Les temps sauvages... dans ce deuxième volet de la trilogie en cours d’écriture de Ian Manook, l’auteur adresse un clin d’œil à Joseph Kessel, dont l’un des derniers romans, publié en 1975 chez Gallimard, porte le même titre. Mais alors que l’histoire de Kessel se passe en 1918 en Sibérie, l’intrigue très contemporaine imaginée par Ian Manook vagabonde entre la Mongolie, la Russie... et la France, plus précisément la ville du Havre.

Si Oulan Bator et les steppes mongoles ont à nouveau, pour notre plus grand plaisir, une place centrale dans le récit, nous découvrons également la ville de Krasnokamensk, où se trouve la plus grande mine d’uranium de Russie et où l’oligarque Mikhaïl Khodorkovski, condamné pour vol et fraude fiscale, a été détenu dans la célèbre colonie pénitentiaire G 14/10, réputée pour être la plus dure et la plus isolée du pays.

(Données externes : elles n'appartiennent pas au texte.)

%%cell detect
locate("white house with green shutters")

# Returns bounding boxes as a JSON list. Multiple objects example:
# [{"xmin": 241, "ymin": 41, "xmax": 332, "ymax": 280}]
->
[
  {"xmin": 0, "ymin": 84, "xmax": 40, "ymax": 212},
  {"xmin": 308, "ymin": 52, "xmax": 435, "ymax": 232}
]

Les principaux personnages du premier roman sont toujours là, fidèles au poste, et en premier lieu le désormais célèbre flic d’Oulan Bator, Yeruldelgger, marqué par son éducation dans le mystérieux et légendaire Septième Monastère ainsi que par des drames dans sa vie personnelle, que nous découvrons peu à peu. Bien que cette vie tourmentée l’ait rendu dur et violent, il reste malgré tout généreux, imprévisible, toujours attaché aux traditions de son pays... Mais Yeruldelgger ne sera pas le seul enquêteur central du livre, puisque Ian Manook introduit un nouveau personnage, le flic français Zarzavadjian qui qui va, à partir de la ville du Havre, tirer un des fils de l’intrigue, ce qui va l’amener à croiser Yeruldelgger en Mongolie.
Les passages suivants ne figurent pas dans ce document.